Als ambtenaar heb je al recht op een minimumpensioen als je 20 jaar gewerkt hebt.

Als zelfstandige of werknemer moet je echter 30 jaar hebben gewerkt.

Het kan echter nog zotter. Als je een gemengde loopbaan hebt en bijvoorbeeld 20 jaar als werknemer, 15 jaar als ambtenaar en 10 jaar als zelfstandige hebt gewerkt, heb je geen recht op het minimumpensioen…

Dat krijg je toch aan niemand meer uitgelegd? 

Besluit

Als u in de kranten leest dat de overheidsvakbonden zich verzetten tegen de “aantasting” van het ambtenarenpensioen weet u nu waarvoor de vakbonden vechten. Zij vechten voor het behoud van alle privileges van de statutaire ambtenaren. De contractuele ambtenaren vallen uit de boot en ook de werknemers en de zelfstandigen kunnen verder ploeteren voor een beperkt pensioen.

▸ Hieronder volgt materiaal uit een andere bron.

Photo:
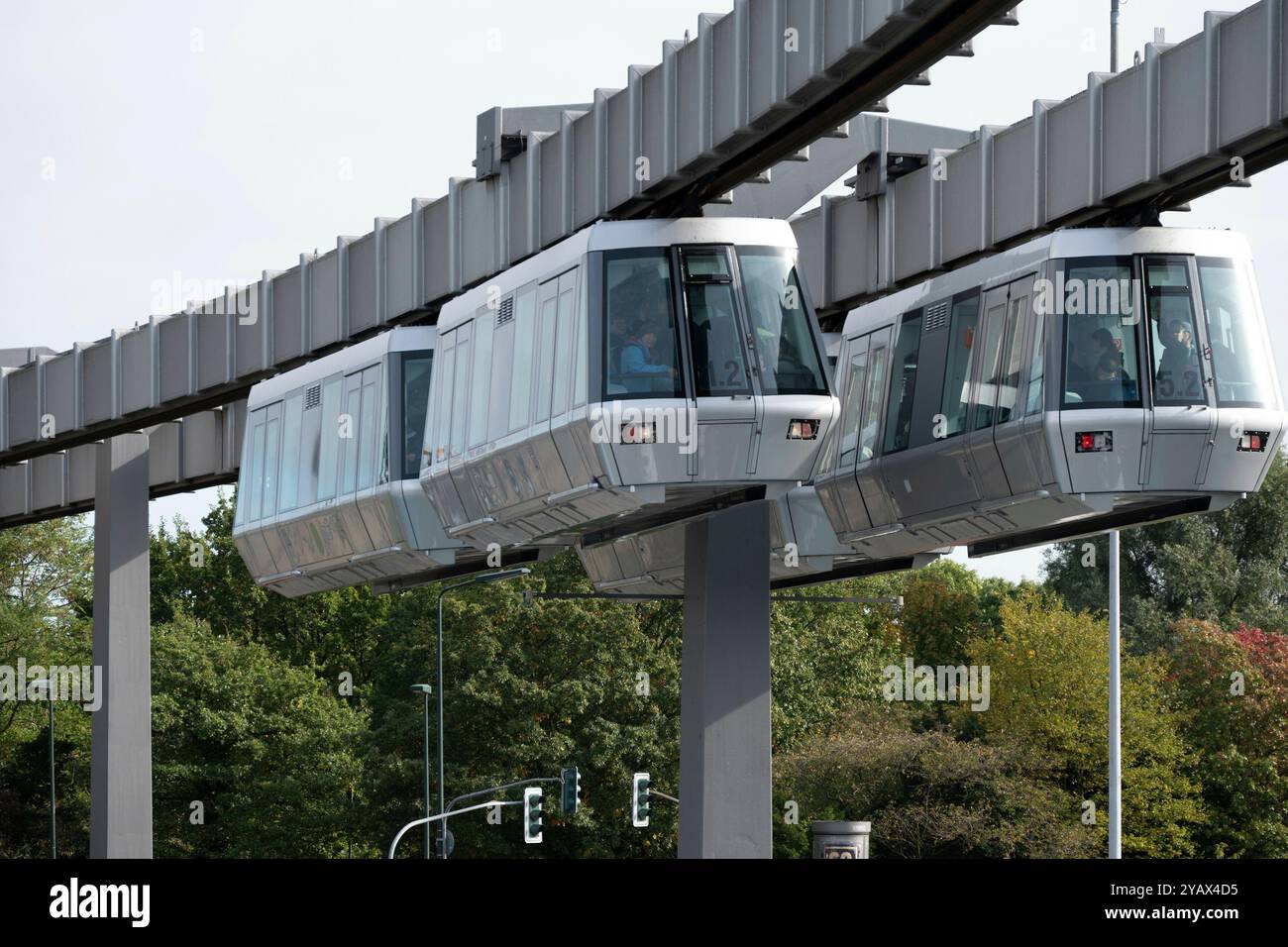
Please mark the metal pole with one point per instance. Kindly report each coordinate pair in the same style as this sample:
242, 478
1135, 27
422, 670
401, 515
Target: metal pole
442, 800
428, 843
53, 793
1116, 817
1115, 12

Terwijl het pensioen voor een statutaire ambtenaar het dubbele bedraagt van dat van een contractuele ambtenaar of een werknemer en bijna het driedubbele van dat van een zelfstandige, genieten ze ook nog eens dankzij de perequatie van een snellere groei van hun pensioen bovenop de inflatie en blijkt dat meer dan de helft van de ambtenaren al na 41 jaar en een deel zelfs na 36 jaar op rust kan.

Het pensioen van ambtenaren wordt berekend op basis van het loon van de laatste tien jaar, terwijl dat bij werknemers op het loon van de volledige loopbaan wordt berekend.

Door deze historische scheefgroei betaalt ons land in verhouding het meest aan zijn ambtenarenpensioenen: 2,63 procent van het bbp. In Duitsland is dat 1,51 procent, en in Nederland nauwelijks meer dan 1 procent.

Wie dit systeem billijk vindt en meent dat dit perfect gelegitimeerd is, dwaalt. De vakbonden verwijzen in hun wanhoopspogingen om deze geprivilegieerde kaste te verdedigen al eens naar het loonverschil tussen een statutair ambtenaar en een bediende in de privé. De eerste zouden minder verdienen tijdens hun carrière en dan is het niet meer dan billijk dat dit wordt goedgemaakt bij de pensionering. Het pensioen is dan als het ware een uitgesteld loon.

Niets is echter minder waar. Een statutair ambtenaar verdient gemiddeld 4.465 euro bruto per maand. Het gemiddelde bediendeloon bedraagt volgens het Salariskompas van Jobat 3.856 euro bruto per maand.

Laat ons nu eens eindelijk de hele pensioenregeling benaderen vanuit de rechtvaardigheid.

Het is niet rechtvaardig dat een werknemer langer moet werken om gemiddeld de helft te krijgen van het pensioen van een statutair ambtenaar en bovendien zijn pensioen minder snel ziet stijgen dan deze laatste. Wie dit verdedigt is niet aan het vechten voor solidariteit maar voor rauw eigenbelang ten koste van de samenleving die er dan ook nog eens voor moet betalen. Men lacht u uit in uw gezicht.

Dit is niet alleen onrechtvaardig, het is ook nog eens onbetaalbaar. Daarom onze oproep aan de regering: heb de moed om deze fundamentele onfaire situatie recht te trekken.